Sebagai negara dengan populasi muslim terbesar di dunia, sulit sekali untuk mengisolir peran tokoh agama maupun narasi agama dalam politik elektoral Indonesia. Jika kita telusuri ke belakang, terlepas kegagalan parta-partai Islam dalam memenangkan pemilu, organisasi dan tokoh Islam tetaplah memainkan peran penting dalam percaturan politik. Mereka tampak menyadari bahwa tidak ada gunanya berlaga atau menjadi petarung dalam ring politik ini. Beberapa kelompok mulai menyadari bahwa massa dan pengaruh adalah daya tawarnya yang utama. Bisa dikatakan bahwa kelompok ini memilih menyingkir sebagai petarung dan berlaih menjadi pendukung untuk mempertahankan posisi dan jatah dalam pemerintahan atau sektor tertentu.

Model komunikasi politik transaksional berbasis narasi agama dalam era pemilu adalah pendekatan yang menekankan pada pertukaran dukungan politik melalui penyampaian narasi agama. 

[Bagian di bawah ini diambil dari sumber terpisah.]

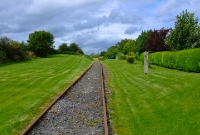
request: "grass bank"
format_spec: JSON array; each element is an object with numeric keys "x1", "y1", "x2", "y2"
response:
[
  {"x1": 103, "y1": 60, "x2": 200, "y2": 135},
  {"x1": 0, "y1": 55, "x2": 92, "y2": 135}
]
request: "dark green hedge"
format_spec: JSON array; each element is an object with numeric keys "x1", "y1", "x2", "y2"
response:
[{"x1": 148, "y1": 48, "x2": 200, "y2": 72}]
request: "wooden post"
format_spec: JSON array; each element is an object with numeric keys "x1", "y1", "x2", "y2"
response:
[{"x1": 144, "y1": 51, "x2": 149, "y2": 74}]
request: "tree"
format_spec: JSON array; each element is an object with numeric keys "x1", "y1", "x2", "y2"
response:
[
  {"x1": 58, "y1": 43, "x2": 69, "y2": 51},
  {"x1": 69, "y1": 43, "x2": 84, "y2": 54},
  {"x1": 116, "y1": 38, "x2": 129, "y2": 52},
  {"x1": 100, "y1": 51, "x2": 106, "y2": 56},
  {"x1": 123, "y1": 39, "x2": 135, "y2": 55},
  {"x1": 106, "y1": 46, "x2": 119, "y2": 59},
  {"x1": 165, "y1": 10, "x2": 200, "y2": 50},
  {"x1": 144, "y1": 28, "x2": 170, "y2": 52},
  {"x1": 135, "y1": 30, "x2": 152, "y2": 54},
  {"x1": 27, "y1": 30, "x2": 54, "y2": 57}
]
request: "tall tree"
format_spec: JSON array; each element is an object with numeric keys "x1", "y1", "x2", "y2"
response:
[
  {"x1": 165, "y1": 10, "x2": 200, "y2": 50},
  {"x1": 58, "y1": 43, "x2": 69, "y2": 51},
  {"x1": 135, "y1": 30, "x2": 152, "y2": 54},
  {"x1": 106, "y1": 46, "x2": 119, "y2": 59},
  {"x1": 69, "y1": 43, "x2": 84, "y2": 54},
  {"x1": 144, "y1": 28, "x2": 170, "y2": 52},
  {"x1": 116, "y1": 38, "x2": 128, "y2": 52},
  {"x1": 27, "y1": 30, "x2": 54, "y2": 57},
  {"x1": 123, "y1": 39, "x2": 135, "y2": 55}
]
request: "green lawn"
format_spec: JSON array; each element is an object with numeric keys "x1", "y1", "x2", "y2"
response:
[
  {"x1": 103, "y1": 60, "x2": 200, "y2": 135},
  {"x1": 0, "y1": 55, "x2": 92, "y2": 135}
]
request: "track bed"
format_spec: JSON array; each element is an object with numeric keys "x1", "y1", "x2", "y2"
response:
[{"x1": 26, "y1": 62, "x2": 104, "y2": 135}]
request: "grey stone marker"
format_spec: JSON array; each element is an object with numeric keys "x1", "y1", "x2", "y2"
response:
[{"x1": 144, "y1": 51, "x2": 149, "y2": 74}]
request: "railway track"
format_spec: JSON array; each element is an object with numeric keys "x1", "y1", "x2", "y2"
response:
[{"x1": 21, "y1": 61, "x2": 108, "y2": 135}]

Dalam konteks ini, para politisi tidak selalu menggunakan pesan secara gamblang. Mereka memilih menggunakan bahasa-bahasa non verbal seperti sowan ke pesantren atau kiai. Pertemuan tersebut sebagai upaya konsolidasi atau persuasi agar tokoh tersebut berkenan memberikan dukungan atau justru menyatakan netralitasnya terhadap partai tersebut. Seperti yang terjadi pada era orde baru di mana para ulama NU menerima pendekatan partai-partai non Islam dan menyatakan bahwa NU tidak sama dengan PPP. 

Singkatnya, komunikasi politik transaksional dalam hal ini mencakup “pembelian” dukungan atau netralitas politik dengan menawarkan imbalan dalam bentuk kebijakan, jabatan, donasi, dan lain sebagainya.

Model Transaksi Komunikasi Politik Berbasis Narasi Agama ini mengidentifikasi produksi makna di benak audiens dalam menanggapi isyarat internal (kepercayaan) dan eksternal (narasi agama dalam kampanye politik). Barnlund berpendapat bahwa dunia dan objek-objeknya sendiri tidak berarti: maknanya bergantung pada orang yang menciptakan makna dan memberikannya kepada mereka. Ini artinya model ini dapat menjelaskan bagaimana sebuah ayat, sinyal-sinyal keagamaan dapat diutilisasi dan dibengkokkan maknanya bahkan saat makna baru tersebut berbeda jauh dari orisinalnya sekalipun. Model ini tepat digunakan untuk melihat bagaimana kesepahaman makana dapat terbentuk (atau tidak) dan mengidentifikasi faktor-faktor yang bermain dalam prosesnya. Hanya saja dalam model yang dikembangkan oleh Prabawangi dkk ini, menekankan posisi khalayak yang relatif pasif . 

Dalam konteks Indonesia dan politik transaksional, khalayak adalah penonton yang memaknai proses komunikasi antara dua pihak ini. Mereka tidak terlibat dalam proses dan negosiasinya. Mereka hanyalah penonton yang menyaksikan dan menyimpulkan transaksi politik ini melalui apa yang diberitakan oleh media, dan tertutup dari politik bawah tangan yang ada. Khalayak atau anggota organisasi keagamaan adalah aset (dukungan) yang ditawarkan tokoh agama dan massa yang ingin diraih oleh partai atau kandidat politik.